La Commission des relations du travail puis le Tribunal administratif du travail ont maintenu cette tendance. Ainsi, le discours objectif que peut tenir un employeur auprès de ses salariés ne doit plus être vu comme une tentative d’entrave à l’encontre du syndicat du seul fait qu’il y a eu discours. Cependant, les propos que peut tenir un employeur face à une position syndicale doivent respecter certaines limites. Ces limites sont les suivantes :
- L’employeur ne doit faire, directement ou indirectement, aucune menace.
- Il doit tenir des propos défendables, quant à leur réalité, qui ne visent pas à tromper.

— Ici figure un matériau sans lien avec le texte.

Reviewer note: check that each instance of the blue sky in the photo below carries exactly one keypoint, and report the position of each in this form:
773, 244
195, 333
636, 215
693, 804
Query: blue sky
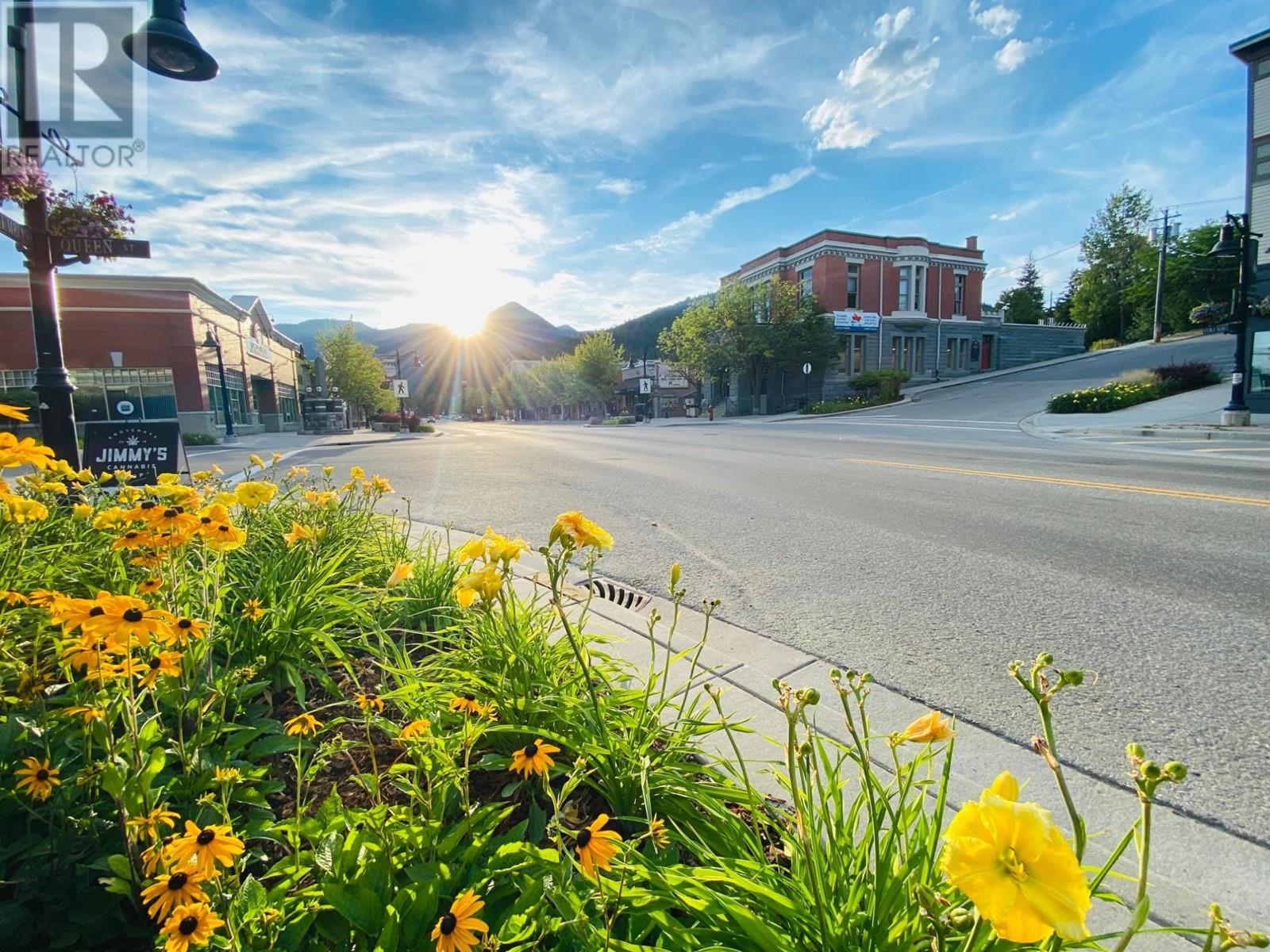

- Il doit favoriser la réflexion des personnes, et non soulever leurs émotions, évitant tout style outrancier ou pathétique.
- Ses interlocuteurs doivent être libres d’écouter ou non son message.
- Il ne doit d’aucune façon utiliser son autorité d’employeur pour propager ses opinions contre le syndicalisme.
Malgré cette reconnaissance à son droit de s’exprimer, il demeure clair que l’employeur n’a pas le droit de procéder à une négociation par-dessus la tête du syndicat. Le droit de représenter collectivement les salariés appartient exclusivement au syndicat, et il faut que le négociateur retienne bien le principe que c’est avec les personnes à la table de négociation assises en face de lui qu’il devra conclure une entente.
Des communications directes avec les salariés par courriel ou autrement, dans le cadre d’une négociation difficile, sont reçues avec beaucoup de scepticisme de la part des syndiqués. Lorsque vous désirez communiquer avec vos salariés, vous devez être sûr de l’opportunité et de l’efficacité d’une telle communication, et vous n’aurez que peu ou pas de chance de récidiver.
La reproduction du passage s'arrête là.